高層ビルの天辺で全裸で飛び降りようとしている男のどこが手品師なのか。怪しい女なので念のために持ってきたアイスピックでケツ穴を突き刺そうとした瞬間、女はなにやら取り出した。

「これは切っても死なない剣でありんす。自分の体を切断しても死なない手品に使えるでありんすねぇ」

そんな剣この世に存在しないことは0.666秒で理解したので殴り倒すことを決めた。

「絶対に失敗しない手品道具でありんすよ」

次の瞬間、俺は揺らいだ。絶対に失敗しない手品道具。俺でも手品を成功させられるのか?

「オモシレェ。買ってやんよ。いくらだ?」

「74800円でありんす」

iPhone12と同じ値段だった。俺には1円しか有り金がない。

「と言っても金なんかないようなみすぼらしいなり してるんし、今回だけは特別に無料で差し上げるんし」

「え、いいの?」

思いの外、教育された気の利く女の可能性が浮上した。

「条件がありんす。この剣を使うときは必ず客がたくさんいるところで。注目されてこその手品でありんす」

「お安い御用だ」

二つ返事で俺は剣を譲り受け早速、路上で手品ショーを開いた。俺の失敗するところ見たさにたちまち暇な愚民が集まってきた。昨日までの俺とは違うっつーの。

「え〜今からこの剣で体を切りまくりますが私は死にましぇん!そんなイリュージョンでござりまする。」

俺は剣を取り出して思いっきり自分の首を切りつけた。その瞬間

「ぐごぎゃぁおょぁぁぁぁぁぁぉぉぉぁぁ!!!!!!!!!!!!」

首が切れて大量の血飛沫がスプリンクラーのように吹き出し民衆に降り注いだ。その民衆の中にさっきの女の薄汚い笑顔があった。俺ははめられた。騙されたんだ。このままでは済まさない。
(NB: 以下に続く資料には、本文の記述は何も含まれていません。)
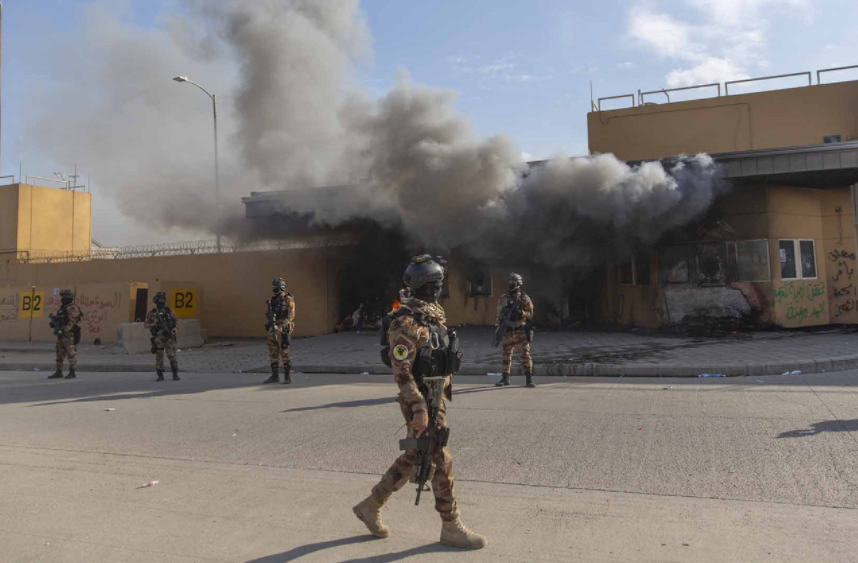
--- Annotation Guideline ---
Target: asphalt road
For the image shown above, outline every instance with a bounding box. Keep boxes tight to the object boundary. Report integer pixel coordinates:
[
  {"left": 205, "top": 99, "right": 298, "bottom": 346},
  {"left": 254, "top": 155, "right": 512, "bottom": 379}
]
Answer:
[{"left": 0, "top": 372, "right": 858, "bottom": 563}]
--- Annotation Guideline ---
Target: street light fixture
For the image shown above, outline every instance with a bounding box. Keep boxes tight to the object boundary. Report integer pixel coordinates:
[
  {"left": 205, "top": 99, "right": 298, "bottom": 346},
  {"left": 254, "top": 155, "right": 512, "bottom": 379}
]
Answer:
[{"left": 173, "top": 76, "right": 221, "bottom": 252}]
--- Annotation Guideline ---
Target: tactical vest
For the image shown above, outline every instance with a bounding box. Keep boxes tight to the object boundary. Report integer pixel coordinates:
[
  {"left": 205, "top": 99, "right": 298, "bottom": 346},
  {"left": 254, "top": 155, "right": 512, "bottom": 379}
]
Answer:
[{"left": 380, "top": 307, "right": 462, "bottom": 384}]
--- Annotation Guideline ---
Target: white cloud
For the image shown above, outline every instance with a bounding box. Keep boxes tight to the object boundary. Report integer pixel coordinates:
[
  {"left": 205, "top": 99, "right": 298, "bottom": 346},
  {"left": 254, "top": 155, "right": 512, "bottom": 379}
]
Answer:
[
  {"left": 667, "top": 57, "right": 749, "bottom": 88},
  {"left": 477, "top": 63, "right": 516, "bottom": 74},
  {"left": 628, "top": 0, "right": 810, "bottom": 86}
]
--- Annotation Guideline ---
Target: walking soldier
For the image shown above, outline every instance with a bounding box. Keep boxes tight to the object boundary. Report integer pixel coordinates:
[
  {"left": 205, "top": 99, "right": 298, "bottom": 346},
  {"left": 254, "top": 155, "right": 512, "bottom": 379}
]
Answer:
[
  {"left": 48, "top": 289, "right": 83, "bottom": 379},
  {"left": 263, "top": 278, "right": 295, "bottom": 383},
  {"left": 143, "top": 291, "right": 179, "bottom": 381},
  {"left": 495, "top": 273, "right": 536, "bottom": 387},
  {"left": 353, "top": 255, "right": 486, "bottom": 549}
]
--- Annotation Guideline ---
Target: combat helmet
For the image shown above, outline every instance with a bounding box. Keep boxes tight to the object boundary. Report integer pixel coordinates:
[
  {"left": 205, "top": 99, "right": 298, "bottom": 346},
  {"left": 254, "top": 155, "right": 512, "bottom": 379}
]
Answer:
[
  {"left": 271, "top": 278, "right": 286, "bottom": 295},
  {"left": 402, "top": 254, "right": 447, "bottom": 300},
  {"left": 509, "top": 272, "right": 524, "bottom": 291}
]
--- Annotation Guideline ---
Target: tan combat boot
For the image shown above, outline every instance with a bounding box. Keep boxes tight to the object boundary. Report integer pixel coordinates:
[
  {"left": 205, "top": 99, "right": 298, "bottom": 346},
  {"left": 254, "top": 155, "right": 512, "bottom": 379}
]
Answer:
[
  {"left": 441, "top": 518, "right": 486, "bottom": 549},
  {"left": 352, "top": 496, "right": 390, "bottom": 538}
]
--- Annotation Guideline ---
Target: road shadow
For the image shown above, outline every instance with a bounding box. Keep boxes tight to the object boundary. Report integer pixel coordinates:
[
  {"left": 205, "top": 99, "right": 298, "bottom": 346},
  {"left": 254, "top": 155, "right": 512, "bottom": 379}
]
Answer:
[
  {"left": 778, "top": 419, "right": 858, "bottom": 439},
  {"left": 247, "top": 535, "right": 448, "bottom": 563},
  {"left": 242, "top": 534, "right": 378, "bottom": 563},
  {"left": 280, "top": 397, "right": 396, "bottom": 413}
]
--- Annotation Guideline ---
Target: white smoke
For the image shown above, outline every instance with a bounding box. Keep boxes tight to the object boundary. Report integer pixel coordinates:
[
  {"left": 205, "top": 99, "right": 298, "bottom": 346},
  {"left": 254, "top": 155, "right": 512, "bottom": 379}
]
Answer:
[{"left": 20, "top": 0, "right": 717, "bottom": 267}]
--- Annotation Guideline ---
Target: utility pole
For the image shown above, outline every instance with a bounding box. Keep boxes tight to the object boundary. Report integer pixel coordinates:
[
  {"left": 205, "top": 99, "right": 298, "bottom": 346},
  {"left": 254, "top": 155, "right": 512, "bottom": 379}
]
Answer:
[{"left": 0, "top": 2, "right": 4, "bottom": 176}]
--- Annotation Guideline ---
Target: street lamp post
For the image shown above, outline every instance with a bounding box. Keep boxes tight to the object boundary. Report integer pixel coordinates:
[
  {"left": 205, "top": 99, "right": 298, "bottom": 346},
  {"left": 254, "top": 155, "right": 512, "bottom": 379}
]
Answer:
[{"left": 173, "top": 76, "right": 221, "bottom": 252}]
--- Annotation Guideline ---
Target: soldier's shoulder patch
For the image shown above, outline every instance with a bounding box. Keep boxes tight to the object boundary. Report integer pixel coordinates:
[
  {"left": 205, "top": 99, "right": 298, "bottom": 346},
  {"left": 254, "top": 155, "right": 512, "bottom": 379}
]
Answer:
[{"left": 393, "top": 344, "right": 411, "bottom": 362}]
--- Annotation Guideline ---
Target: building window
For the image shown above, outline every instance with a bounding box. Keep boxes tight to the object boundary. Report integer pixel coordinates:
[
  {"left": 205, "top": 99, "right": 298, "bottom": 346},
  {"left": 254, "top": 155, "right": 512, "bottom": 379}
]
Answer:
[
  {"left": 778, "top": 240, "right": 816, "bottom": 280},
  {"left": 468, "top": 271, "right": 492, "bottom": 297},
  {"left": 620, "top": 256, "right": 649, "bottom": 285},
  {"left": 659, "top": 246, "right": 689, "bottom": 283},
  {"left": 634, "top": 254, "right": 649, "bottom": 285},
  {"left": 727, "top": 239, "right": 772, "bottom": 281},
  {"left": 620, "top": 260, "right": 635, "bottom": 285}
]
「うぁわぉぁぁぉぉぉぁぁぁぃぇぉぉぉぉ!!!!!!!!!!」

俺は最後の力を振り絞り、剣を女に投げつけた。
剣は上手いこと地面にバウンドして女の股間に突き刺さった。

「うきぃぃぇぃぇぁぁぁぁぁぁぁぇぉぉぉぉぇぉあぁぁぁ!!!!!」

女は股間から血とうんちを吹き出し絶命した。
勝ったんだ。やり遂げたんだ、俺は。

薄れゆく意識の中、俺は嫌になるほど青い空を見つめていた。きっと今なら空も飛べる。